In The Giver, memories are a source of wisdom, but also of pain. We learn that the latter is the cost of the former. We learn from mistakes, and without the memory of those mistakes, we cannot actively make decisions about the future. The novel also argues that memories are meant to be shared; there is a value in the collective knowledge of a generation, and in the way that knowledge is passed on to others. Without the sharing of memories, the memories themselves are of no use
In the highly-controlled society featured in The Giver, the rules govern a strict "precision of language." The irony comes in when the reader realizes that, in a world with no real depth of emotion, many words have become hollow and meaningless. "Love," for example, has no use in this world. Terms like "apology" and "feelings," as well as specific reactions of "anger" or "jealousy" are used daily, though in reality they don't reflect those actions or emotions.
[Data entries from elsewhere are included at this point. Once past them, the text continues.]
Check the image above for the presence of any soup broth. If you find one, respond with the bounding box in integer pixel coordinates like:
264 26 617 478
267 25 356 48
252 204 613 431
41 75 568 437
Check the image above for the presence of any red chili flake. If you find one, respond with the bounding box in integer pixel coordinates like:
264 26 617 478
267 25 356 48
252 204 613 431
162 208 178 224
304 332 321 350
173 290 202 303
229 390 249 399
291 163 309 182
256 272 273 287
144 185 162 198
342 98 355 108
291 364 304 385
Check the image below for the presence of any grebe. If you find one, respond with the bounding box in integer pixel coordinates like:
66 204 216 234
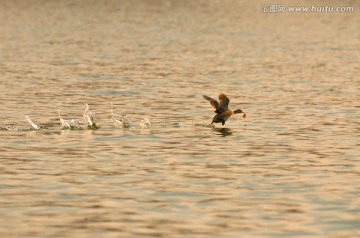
203 93 246 125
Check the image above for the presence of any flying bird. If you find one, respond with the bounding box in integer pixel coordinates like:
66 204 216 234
203 93 246 125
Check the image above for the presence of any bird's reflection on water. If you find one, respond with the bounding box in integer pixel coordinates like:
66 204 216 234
212 127 235 137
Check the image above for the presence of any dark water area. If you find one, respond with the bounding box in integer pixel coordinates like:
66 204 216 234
0 0 360 237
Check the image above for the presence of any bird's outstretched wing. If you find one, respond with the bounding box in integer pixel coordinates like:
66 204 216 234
218 93 230 112
203 95 219 112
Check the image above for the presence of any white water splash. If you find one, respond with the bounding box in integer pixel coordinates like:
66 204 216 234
139 116 151 129
175 121 194 127
25 116 40 130
111 103 134 128
0 126 19 131
83 103 97 127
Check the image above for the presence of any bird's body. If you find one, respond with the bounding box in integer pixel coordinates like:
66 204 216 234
203 93 246 125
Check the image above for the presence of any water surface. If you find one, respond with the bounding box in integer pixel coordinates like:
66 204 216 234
0 0 360 237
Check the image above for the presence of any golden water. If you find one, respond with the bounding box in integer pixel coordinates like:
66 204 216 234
0 0 360 237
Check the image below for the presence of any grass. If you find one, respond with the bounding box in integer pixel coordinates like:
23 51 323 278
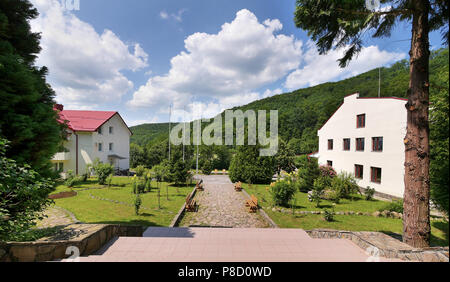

n the controlled society depicted in The Giver, old age is seemingly treated with respect. When we look closer, though, it becomes clear that the wisdom which the elderly have to offer is wasted. They are treated as children, rather than as knowledgeable individuals, and are basically taken care of until they're killed off. When dealing with the elderly, ritual masks reality, as it does in much of this novel.
Because The Giver is an anti-utopian novel, rules and orders are negatively portrayed. They are used to take away freedom, choice, and individuality. The citizens of the novel's overly-controlled "community" aren't even aware that they've lost their freedom. To them, the rules are a good thing; they make life easy, predictable, and manageable. It is this lack of free will that readers tend to find the most terrifying about rules and order in The Giver.
In The Giver, certain duties necessitate isolation. To gain knowledge and wisdom, for example, is to separate oneself from those without such abilities. This is in part because learning requires solitary reflection, and in part because it's hard to identify with anyone who doesn't share the same wisdom. Being isolated also increases the pain of suffering; with no one to share the weight, the burden is that much greater.
Much like rules and laws, traditions and customs are used to control in The Giver. They often disguise the reality of a situation; ritual chanting hides the pain of death. Ritual tellings give meaning to lives that have been lived without individuality or choice. Perhaps more dangerous to freedom than strict laws, traditions control people emotionally, not just behaviorally, in this novel.
In The Giver, we learn that choices about the future cannot be made without knowledge of the past. Because the characters in the novel have no memory, they can not actively decide anything. Instead, they are governed by a strict set of rules which doesn't allow for free will. With little individuality and no freedom, choice is a foreign concept. The argument for such a system is that choice is inherently dangerous. Indeed, the novel says, this is true—but isn't free will worth the risks that come with choice?
In The Giver, we see examples of both physical and emotional suffering. Both types are memories of a distant past since, in this futuristic world, neither exists any longer. The novel argues that suffering, while horrible and painful, is an integral part of the human experience. Without it, we can't hope to learn from the past and make informed decisions to better the future.